- Malaysia will enforce mandatory electronic invoicing regulations starting in June 2024 for select businesses based on their annual revenue, with plans for all companies to implement the new system by 2027.
- The e-invoicing rules apply to all domestic and cross-border transactions.
- Currently, e-invoicing in Malaysia is voluntary, but a written agreement is required from the buyer before the supplier can issue an electronic invoice.
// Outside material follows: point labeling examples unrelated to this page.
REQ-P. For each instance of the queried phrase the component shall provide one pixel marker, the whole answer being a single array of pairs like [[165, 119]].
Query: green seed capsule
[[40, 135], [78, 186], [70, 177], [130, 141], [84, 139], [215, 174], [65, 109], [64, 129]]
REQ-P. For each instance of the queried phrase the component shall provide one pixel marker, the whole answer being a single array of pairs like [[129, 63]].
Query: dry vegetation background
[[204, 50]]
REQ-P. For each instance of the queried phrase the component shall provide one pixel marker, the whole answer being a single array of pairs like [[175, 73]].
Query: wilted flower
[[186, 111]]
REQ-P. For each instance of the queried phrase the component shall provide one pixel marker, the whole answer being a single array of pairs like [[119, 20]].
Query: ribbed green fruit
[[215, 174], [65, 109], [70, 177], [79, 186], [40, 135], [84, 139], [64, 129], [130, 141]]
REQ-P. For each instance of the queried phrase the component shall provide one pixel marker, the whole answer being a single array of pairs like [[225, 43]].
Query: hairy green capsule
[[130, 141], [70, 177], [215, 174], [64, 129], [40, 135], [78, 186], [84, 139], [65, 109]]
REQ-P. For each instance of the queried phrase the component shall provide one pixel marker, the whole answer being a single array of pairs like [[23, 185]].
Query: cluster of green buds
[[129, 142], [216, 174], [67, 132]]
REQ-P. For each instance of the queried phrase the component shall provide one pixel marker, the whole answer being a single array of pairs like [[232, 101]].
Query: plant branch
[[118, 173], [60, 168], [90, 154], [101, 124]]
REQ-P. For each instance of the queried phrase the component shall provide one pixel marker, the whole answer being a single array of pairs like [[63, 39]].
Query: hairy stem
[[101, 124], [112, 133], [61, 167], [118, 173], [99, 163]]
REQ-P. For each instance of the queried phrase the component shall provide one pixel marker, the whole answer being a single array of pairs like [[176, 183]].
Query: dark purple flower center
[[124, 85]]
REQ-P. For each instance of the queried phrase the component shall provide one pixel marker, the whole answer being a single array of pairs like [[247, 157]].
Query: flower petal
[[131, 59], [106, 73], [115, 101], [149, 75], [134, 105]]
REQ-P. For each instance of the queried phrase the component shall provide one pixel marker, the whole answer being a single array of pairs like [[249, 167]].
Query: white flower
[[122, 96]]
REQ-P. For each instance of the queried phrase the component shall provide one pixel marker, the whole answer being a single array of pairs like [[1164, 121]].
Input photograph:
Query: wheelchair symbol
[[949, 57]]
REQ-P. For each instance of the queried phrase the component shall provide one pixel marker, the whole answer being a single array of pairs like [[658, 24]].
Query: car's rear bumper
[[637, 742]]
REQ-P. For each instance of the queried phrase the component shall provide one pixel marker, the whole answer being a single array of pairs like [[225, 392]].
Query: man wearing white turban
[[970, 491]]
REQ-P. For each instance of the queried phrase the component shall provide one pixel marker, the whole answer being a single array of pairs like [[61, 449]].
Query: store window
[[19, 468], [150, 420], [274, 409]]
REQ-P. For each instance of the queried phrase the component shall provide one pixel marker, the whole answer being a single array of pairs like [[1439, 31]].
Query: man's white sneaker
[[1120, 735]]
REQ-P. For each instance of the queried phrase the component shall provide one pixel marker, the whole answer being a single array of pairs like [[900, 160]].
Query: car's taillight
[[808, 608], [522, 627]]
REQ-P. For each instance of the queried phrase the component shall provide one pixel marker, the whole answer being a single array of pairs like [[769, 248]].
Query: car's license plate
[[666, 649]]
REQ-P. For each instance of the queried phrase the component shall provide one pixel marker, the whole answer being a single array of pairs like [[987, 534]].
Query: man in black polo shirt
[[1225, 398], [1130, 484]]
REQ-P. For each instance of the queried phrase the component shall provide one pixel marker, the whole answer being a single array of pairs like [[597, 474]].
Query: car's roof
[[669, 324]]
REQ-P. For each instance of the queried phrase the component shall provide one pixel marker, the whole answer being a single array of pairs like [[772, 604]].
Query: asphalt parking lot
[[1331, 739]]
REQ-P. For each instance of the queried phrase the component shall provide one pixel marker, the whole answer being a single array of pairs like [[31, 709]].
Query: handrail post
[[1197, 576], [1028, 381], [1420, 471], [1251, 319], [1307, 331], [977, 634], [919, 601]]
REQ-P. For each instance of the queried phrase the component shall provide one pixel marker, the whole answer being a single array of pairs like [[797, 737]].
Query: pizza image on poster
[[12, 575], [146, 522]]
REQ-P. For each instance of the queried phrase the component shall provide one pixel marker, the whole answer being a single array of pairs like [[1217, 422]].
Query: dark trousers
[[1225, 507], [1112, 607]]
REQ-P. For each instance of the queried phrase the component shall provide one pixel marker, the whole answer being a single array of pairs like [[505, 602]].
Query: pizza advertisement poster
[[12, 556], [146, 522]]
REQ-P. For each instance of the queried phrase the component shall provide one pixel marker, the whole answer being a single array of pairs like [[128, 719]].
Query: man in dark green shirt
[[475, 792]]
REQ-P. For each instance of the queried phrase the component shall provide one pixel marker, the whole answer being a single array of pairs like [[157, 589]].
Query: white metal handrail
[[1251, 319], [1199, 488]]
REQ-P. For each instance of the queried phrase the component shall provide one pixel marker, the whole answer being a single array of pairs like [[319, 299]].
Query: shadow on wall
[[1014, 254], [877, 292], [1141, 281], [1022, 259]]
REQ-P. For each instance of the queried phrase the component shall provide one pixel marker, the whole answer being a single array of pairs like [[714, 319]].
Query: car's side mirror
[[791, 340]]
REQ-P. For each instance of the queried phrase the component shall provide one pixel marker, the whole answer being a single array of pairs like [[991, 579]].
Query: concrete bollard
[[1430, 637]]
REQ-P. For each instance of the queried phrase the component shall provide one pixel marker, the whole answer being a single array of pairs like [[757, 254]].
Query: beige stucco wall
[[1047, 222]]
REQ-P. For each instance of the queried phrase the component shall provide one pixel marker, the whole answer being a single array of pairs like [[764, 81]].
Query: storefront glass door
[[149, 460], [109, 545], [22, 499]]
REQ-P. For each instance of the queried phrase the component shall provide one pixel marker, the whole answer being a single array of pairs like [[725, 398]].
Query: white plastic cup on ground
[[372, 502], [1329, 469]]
Malaysia operates a post-audit e-invoicing model, but this will change with the new National e-Invoicing system to come into effect in 2024.
- The new e-invoicing system will be obligatory and is a hybrid of the centralized continuous transaction control (CTC) model paired with the PEPPOL network.
- The new system will apply to all tax-registered businesses in Malaysia and government entities, including business-to-business (B2B), business-to-government (B2G), and business-to-consumer (B2C) transactions.
- The timeline for implementation is staggered, with mandatory implementation for businesses with an annual turnover greater than MYR 100 million starting in June 2024, and becoming statutory for all businesses, including B2C transactions, by January 2027.
- For B2C transactions, business entities will be required to issue e-receipts for all transactions.
- Currently, there are no predefined ways to send compliant e-invoices, but in the new mandatory e-invoicing environment, invoices must be created with the appropriate data and sent for verification in XML format.